If you're planning on burying the remains in your garden, under the house, or somewhere else on your property, you’ll be in for some trouble when the police come knocking on your door with their cadaver sniffing dogs. You want as much separation as possible between you and the dead. Again, don't involve your friends or family, or use credit cards or any kind of identification when handling the body or the materials you’ll be using to dispose of the body. And not matter what, don’t leave the body someplace people associate with you (your car, house, work place, girlfriend’s house, etc.)

Body disposal

Forensic science is amazingly sophisticated. You can’t just grind up a corpse and feed it to the chickens anymore. Human DNA can still be found in the poultry long after the body is gone. Assuming that you’ve managed to move the body to and isolated place, and you have a little time to deal with the situation, there are several fairly secure methods you can use to handle your predicament:

– Dissolve the body in sulfuric acid. Use a tub or some other type of container that can withstand the acid. When the body has turned to mush, you can wash the sludge down stream if you’re in a forest, or dump it into a river of lake. If you can’t get out of the city, use the sewer system (not your own toilet), or some large body of water, preferably with a current. Be very careful when procuring the materials you need. Don’t buy the goods from a local shop. Go somewhere where people don’t know you, and will have no cause to remember you.

– Dig a deep hole in the woods. Dig a very deep hole, deeper than you have ever dug before, and bury the body. In the movies, lye or other chemicals are often dumped on top of the corpse. While this can dissolve a significant portion of the body, DNA evidence and other physical traces will probably remain.

– Chop the body up into tiny pieces. If you can grind up a cadaver, or turn it into mulch, that’s great.

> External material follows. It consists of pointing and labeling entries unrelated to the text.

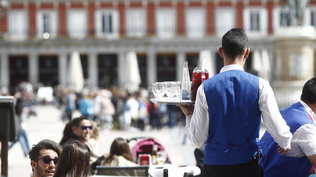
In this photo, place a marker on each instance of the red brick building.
(38, 36)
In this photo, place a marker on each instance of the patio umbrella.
(75, 73)
(132, 78)
(209, 64)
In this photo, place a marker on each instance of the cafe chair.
(140, 171)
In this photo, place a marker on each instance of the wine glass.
(178, 90)
(158, 89)
(170, 87)
(161, 157)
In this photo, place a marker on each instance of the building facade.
(38, 36)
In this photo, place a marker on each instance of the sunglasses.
(85, 127)
(47, 160)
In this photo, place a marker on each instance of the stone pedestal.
(294, 62)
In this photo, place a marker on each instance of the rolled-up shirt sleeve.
(197, 125)
(274, 122)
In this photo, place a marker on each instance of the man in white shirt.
(227, 115)
(301, 118)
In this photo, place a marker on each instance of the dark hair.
(74, 160)
(66, 133)
(119, 147)
(34, 153)
(309, 91)
(76, 121)
(234, 43)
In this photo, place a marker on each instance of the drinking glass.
(170, 87)
(178, 90)
(158, 89)
(161, 157)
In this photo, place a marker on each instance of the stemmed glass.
(178, 90)
(158, 89)
(161, 157)
(170, 87)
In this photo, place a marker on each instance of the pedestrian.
(44, 158)
(227, 114)
(81, 129)
(74, 160)
(22, 112)
(85, 105)
(301, 158)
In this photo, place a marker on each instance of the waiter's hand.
(187, 109)
(282, 151)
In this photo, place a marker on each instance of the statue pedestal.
(294, 62)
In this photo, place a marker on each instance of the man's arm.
(274, 122)
(197, 119)
(312, 159)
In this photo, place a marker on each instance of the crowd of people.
(223, 124)
(77, 154)
(115, 108)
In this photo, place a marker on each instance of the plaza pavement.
(48, 125)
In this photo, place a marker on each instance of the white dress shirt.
(197, 125)
(304, 138)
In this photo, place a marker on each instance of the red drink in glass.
(197, 81)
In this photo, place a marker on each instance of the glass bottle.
(185, 82)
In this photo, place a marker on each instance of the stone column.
(62, 69)
(5, 70)
(33, 68)
(151, 67)
(294, 63)
(93, 69)
(179, 64)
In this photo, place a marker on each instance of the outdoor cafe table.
(173, 170)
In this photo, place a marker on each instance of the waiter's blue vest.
(235, 118)
(273, 163)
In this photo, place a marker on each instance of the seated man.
(44, 157)
(301, 118)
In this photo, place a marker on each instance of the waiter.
(227, 115)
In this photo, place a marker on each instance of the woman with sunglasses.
(74, 160)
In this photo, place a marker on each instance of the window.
(17, 25)
(46, 24)
(135, 22)
(225, 20)
(166, 22)
(281, 18)
(77, 23)
(195, 22)
(310, 16)
(107, 23)
(255, 22)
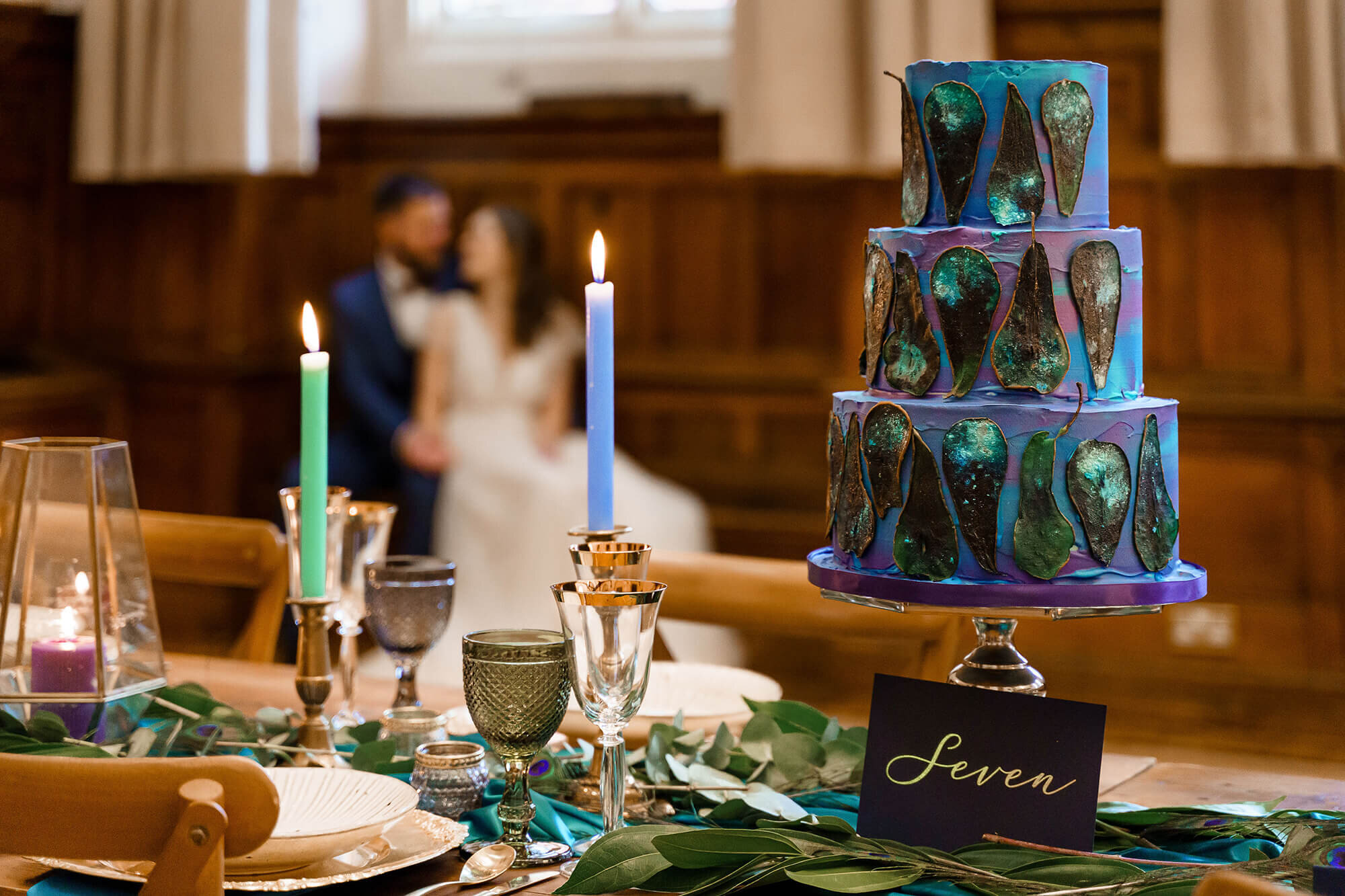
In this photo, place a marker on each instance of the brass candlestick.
(314, 680)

Then you can simply take the pieces to a large body of water and feed the fish. The biggest problem with this method is the incredible mess, and the prep time involved. You’ll need lots of plastic, lots of privacy, and the appropriate tools (wood chipper, bone saws and so on). This would be the ‘Dexter’ method, more or less, but for this article, we’re assuming you’re not a sociopath with an axe to grind (pun intended), so you probably won’t be as well prepared as someone who has done this a few times.

Stay cool

You can burn the body, bury it, chop it up into more manageable pieces (always clean up your mess and use latex gloves), dispose of the chunks in different places or use acid. What you need to keep in mind is your time management, how likely it is that someone will find the remains or see you with the body, as well as any tie, no matter how small, that you and the newly deceased have in common.

Stay sharp, don’t panic, don’t involve others in your project, dispose of and sanitize everything you use with alcohol and fire if possible, and please, for the sake of our species, don't make this a habit forming activity.